In an age when editors have to scrutinize every job on the payroll, is an ombudsman absolutely necessary?
The Washington Post is about to cut its ombudsman, according to its ombudsman.
In the latest, lamentable sign of the diminishing of America’s great daily newspapers, Patrick Pexton wrote this weekend that he is likely to be the last reader representative for the paper when his two-year term ends on Feb. 28.
He writes that the Post’s new editor Marty Baron signaled this decision in a recent meeting: “If so, that will end nearly 43 years of this publication having enough courage and confidence to employ a full-time reader representative and critic.“
It’s a tough call. In an age when editors have to scrutinize every job on the payroll, is an ombudsman absolutely necessary? Pexton argued that it is.
“We prevent multiple home-subscription cancelations every day by just having a sympathetic ear,” he writes. “At $383 per year for a home delivery subscription, we’re earning our salaries in saved subscriptions alone.”
He also notes:
The Sunday column takes 25 to 30 percent of my time every week. The rest of the time, I and my assistant, Alison Coglianese, are “engaged” — to use new-media speak — with readers. Nights, weekends and “days off,” we are still responding to and researching the incredible volume of reader complaints or concerns that arrive via e-mail, letter and the phone — an average of 5,000 e-mails alone per month.
The job of ombudsman has traditionally been the most thankless task in the newsroom.

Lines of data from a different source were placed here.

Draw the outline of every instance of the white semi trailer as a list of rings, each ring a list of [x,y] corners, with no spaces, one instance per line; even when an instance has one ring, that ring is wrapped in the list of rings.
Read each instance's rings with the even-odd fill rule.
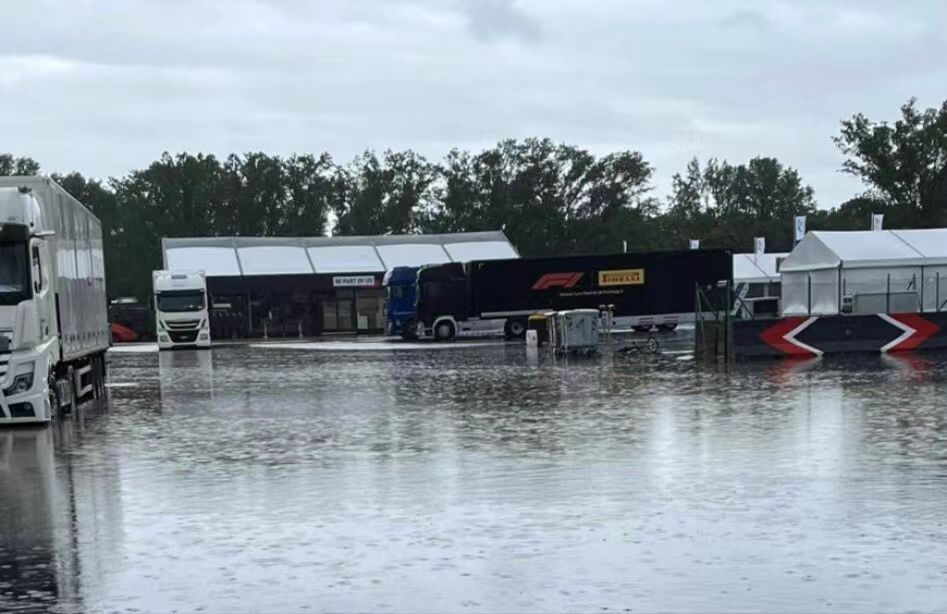
[[[45,177],[0,177],[0,425],[105,390],[102,225]]]

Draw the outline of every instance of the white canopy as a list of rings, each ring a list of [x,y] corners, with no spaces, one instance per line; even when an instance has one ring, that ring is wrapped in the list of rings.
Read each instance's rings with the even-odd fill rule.
[[[169,271],[204,271],[213,277],[239,277],[240,263],[233,247],[194,246],[164,252],[164,268]]]
[[[788,254],[734,254],[733,282],[760,284],[779,281],[776,263]]]
[[[208,277],[384,273],[422,266],[519,255],[503,232],[373,237],[207,237],[161,242],[169,270],[204,270]]]
[[[814,231],[799,242],[781,271],[927,266],[947,263],[947,228]]]

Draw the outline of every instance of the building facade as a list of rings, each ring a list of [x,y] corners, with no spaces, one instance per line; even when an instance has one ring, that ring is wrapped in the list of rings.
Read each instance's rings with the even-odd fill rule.
[[[502,232],[162,240],[168,270],[203,270],[215,339],[382,332],[385,273],[517,258]]]

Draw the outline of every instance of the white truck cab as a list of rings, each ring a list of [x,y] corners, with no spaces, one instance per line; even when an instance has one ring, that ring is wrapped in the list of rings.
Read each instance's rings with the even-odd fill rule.
[[[209,348],[207,278],[203,271],[154,271],[158,349]]]
[[[98,219],[47,178],[0,178],[0,425],[103,394],[109,342]]]

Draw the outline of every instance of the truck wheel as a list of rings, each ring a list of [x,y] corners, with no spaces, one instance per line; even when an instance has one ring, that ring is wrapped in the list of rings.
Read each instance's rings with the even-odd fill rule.
[[[105,355],[99,354],[93,358],[95,366],[92,371],[95,373],[93,380],[93,390],[95,391],[95,398],[101,399],[105,396]]]
[[[456,334],[457,331],[454,330],[454,324],[450,320],[439,322],[434,327],[434,338],[438,341],[450,341]]]
[[[66,371],[66,381],[69,383],[69,403],[63,409],[63,413],[71,414],[79,406],[79,394],[76,390],[76,371],[72,367]]]
[[[507,339],[520,339],[526,336],[526,322],[520,319],[507,320],[503,325]]]
[[[62,407],[59,404],[59,386],[54,374],[49,374],[49,378],[46,380],[46,386],[49,388],[49,391],[46,393],[46,397],[49,399],[49,417],[61,418]]]
[[[401,338],[405,341],[416,341],[418,338],[418,323],[408,320],[401,325]]]

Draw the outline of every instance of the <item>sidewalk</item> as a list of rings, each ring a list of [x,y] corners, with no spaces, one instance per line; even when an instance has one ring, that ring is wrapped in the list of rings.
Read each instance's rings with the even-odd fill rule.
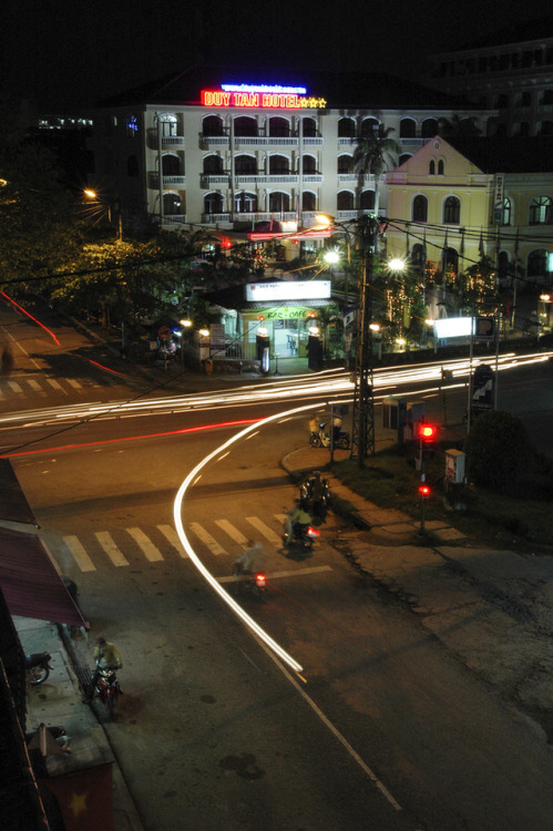
[[[75,667],[58,626],[27,617],[14,617],[13,623],[25,653],[48,652],[52,656],[50,677],[32,687],[27,698],[28,733],[43,724],[64,727],[71,739],[70,755],[47,757],[48,772],[58,776],[112,762],[113,828],[116,831],[143,831],[107,736],[91,706],[82,701]]]

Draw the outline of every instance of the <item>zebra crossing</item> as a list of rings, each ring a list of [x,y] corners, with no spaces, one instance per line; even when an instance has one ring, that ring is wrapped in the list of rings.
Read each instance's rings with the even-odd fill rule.
[[[264,540],[279,546],[278,533],[285,514],[274,514],[273,526],[258,516],[240,517],[240,524],[226,519],[212,520],[206,526],[196,521],[185,522],[184,527],[191,543],[198,553],[208,552],[215,557],[236,557],[250,540]],[[105,565],[125,568],[136,561],[158,563],[187,557],[178,535],[172,525],[155,525],[147,529],[132,526],[117,531],[95,531],[85,536],[61,535],[58,554],[73,561],[82,573],[95,572]],[[47,546],[48,547],[48,546]]]
[[[103,383],[96,383],[93,380],[81,378],[48,378],[40,376],[37,378],[16,377],[6,379],[0,384],[0,401],[8,399],[27,399],[33,401],[37,397],[47,398],[54,390],[58,394],[70,396],[72,393],[85,393],[91,389],[102,389],[106,384],[113,386],[119,383],[116,379],[106,378]]]

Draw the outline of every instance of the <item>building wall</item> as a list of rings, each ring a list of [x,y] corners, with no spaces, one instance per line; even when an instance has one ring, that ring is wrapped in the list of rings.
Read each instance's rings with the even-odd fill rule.
[[[233,120],[250,116],[257,124],[256,136],[232,138]],[[462,117],[473,116],[485,132],[489,113],[467,110]],[[223,135],[206,136],[204,120],[219,116]],[[338,173],[339,156],[351,156],[362,122],[371,119],[375,124],[392,127],[391,137],[401,146],[401,157],[417,152],[436,132],[438,120],[450,119],[451,111],[371,111],[367,110],[238,110],[217,109],[201,105],[156,106],[146,104],[140,107],[105,109],[94,114],[95,155],[94,181],[91,182],[111,201],[120,199],[123,223],[126,227],[144,227],[161,224],[167,228],[212,226],[226,229],[248,229],[253,223],[283,217],[283,203],[277,198],[269,206],[269,194],[281,192],[287,195],[284,218],[294,219],[299,204],[300,224],[309,227],[316,213],[327,213],[337,220],[357,218],[371,209],[371,192],[375,191],[372,175],[359,177],[347,172]],[[270,137],[267,122],[270,117],[281,117],[289,123],[289,136]],[[306,134],[299,141],[299,121],[315,122],[315,135]],[[345,121],[347,120],[347,121]],[[342,135],[349,123],[352,136]],[[306,131],[307,133],[307,131]],[[204,174],[204,161],[208,156],[221,158],[223,173]],[[248,155],[255,160],[256,173],[235,173],[234,188],[231,171],[233,158]],[[270,158],[281,155],[289,160],[289,174],[270,174]],[[305,156],[314,160],[314,172],[298,175],[298,165]],[[161,158],[161,162],[160,162]],[[389,160],[393,168],[397,158]],[[167,173],[160,183],[160,168]],[[344,161],[344,166],[346,162]],[[255,194],[257,208],[236,213],[232,211],[233,193],[247,191]],[[164,194],[163,215],[160,213],[160,196]],[[209,194],[221,198],[221,212],[206,212],[205,197]],[[313,194],[313,205],[303,203]],[[311,209],[313,207],[313,209]],[[309,209],[308,209],[309,208]],[[380,213],[387,211],[387,191],[382,182]],[[233,215],[234,213],[234,215]]]

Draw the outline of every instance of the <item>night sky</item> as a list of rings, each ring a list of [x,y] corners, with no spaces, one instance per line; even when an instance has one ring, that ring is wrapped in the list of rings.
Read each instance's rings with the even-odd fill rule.
[[[0,90],[45,113],[90,105],[193,63],[259,68],[259,80],[273,82],[281,66],[297,70],[298,83],[303,69],[419,80],[427,54],[546,13],[543,0],[478,7],[460,0],[2,0]]]

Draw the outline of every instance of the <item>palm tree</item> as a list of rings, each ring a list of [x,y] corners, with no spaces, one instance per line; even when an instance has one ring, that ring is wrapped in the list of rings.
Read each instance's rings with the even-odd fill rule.
[[[380,176],[388,162],[393,162],[393,155],[400,153],[401,148],[395,138],[390,138],[393,127],[385,127],[379,124],[370,135],[361,136],[354,151],[351,171],[358,173],[360,179],[367,173],[375,175],[375,211],[378,216],[380,202]]]

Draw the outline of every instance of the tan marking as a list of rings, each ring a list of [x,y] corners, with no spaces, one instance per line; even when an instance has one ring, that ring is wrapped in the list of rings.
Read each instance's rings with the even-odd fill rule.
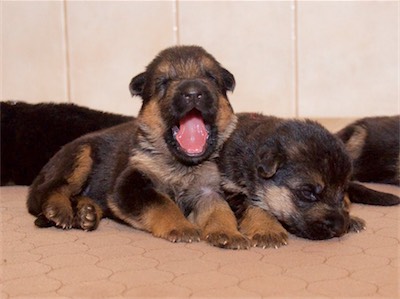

Your job is to criticize the work of the people sitting all around you, every day. No one in editorial looks forward to your calls or emails; no one particularly wants to hear from you.
Yet the role is an undeniably healthy function for a news organization, however painful internally. Baron can argue, as well he might, that the live interaction with readers in the digital age – in the comments section and over Twitter and Facebook – give reporters and editors all the critical feedback they need.
But an ombudsman can also defend the journalism of a given news organization, and explain the process to readers with the remove that reporters and editors may lack.
I can’t judge The Washington Post for what sounds like a done deal. The paper has already cut deep into muscle with newsroom reductions. And at digital news organizations like TheWrap we don’t have copy editors, much less ombudsmen. (Instead we have spell check!) In the age of declining budgets, an ombudsman may be a luxury, sad to say.
The New York Times’ heavy-bound, ad-thick “T” magazine should have come with a disclaimer this Sunday: not for New York Times readers.
With a lead profile on socialite Lee Radziwill that gives new meaning to breathless sycophantism, the paper has thrown out editorial discretion and given uncharacteristic license to godawful writing.
We meet Jackie O.’s sister at the door to her apartment on the Avenue Montaigne (in New York Times photo at right), care of socialite-designer-writer Nicky Haslam: “I am confronted by a subtly strong presence and personality, part wreathed in the glamour of the past, part intensely modern in outlook and awareness. Not for her any all-too-easy reminiscences of ‘those days.’ She is, quite clearly, herself.”
I actually rolled my eyes upon reading this, but then came: “In a world of passing celebrity, Lee Radziwill, 79, possesses a timeless aura that radiates nowness.” Pause to suppress giggle. Wait, there’s more. Radziwill has a “bang up-to-date personal style,” and lest we worry about her mood, “She is utterly content, and it shows. She regulates her life by… staying true, by her irony, by her humor – all qualities that show she is the real deal.”
I wouldn’t care so much, except that Radziwill is the cover of the magazine and promoted all over the website’s home page. The new issue is apparently the first in a "redesigned magazine from its features to its logo," says the news site. The redesign needs a reexamination, in my view. If the paper is going to start publishing its own version of Town and Country, then readers ought to be warned to suspend all critical thinking when they open the magazine. But this tripe has no business in the New York Times, I don’t care how many Ivanka Trump ads ‘T’ magazine sells.
By the way, I met Lee Radziwill, once. Years ago I found myself standing next to an elegant American woman at Rudolf Nureyev’s funeral, which I was covering in Paris for the Washington Post. I figured she was someone but had no idea who, so I leaned over and asked. She peered at me imperiously, as if I should have known: “Lee Raaaaadziwill,” she responded. I knew better than to press for more. Hmmm, I wonder what the ombudsman would have said if she knew?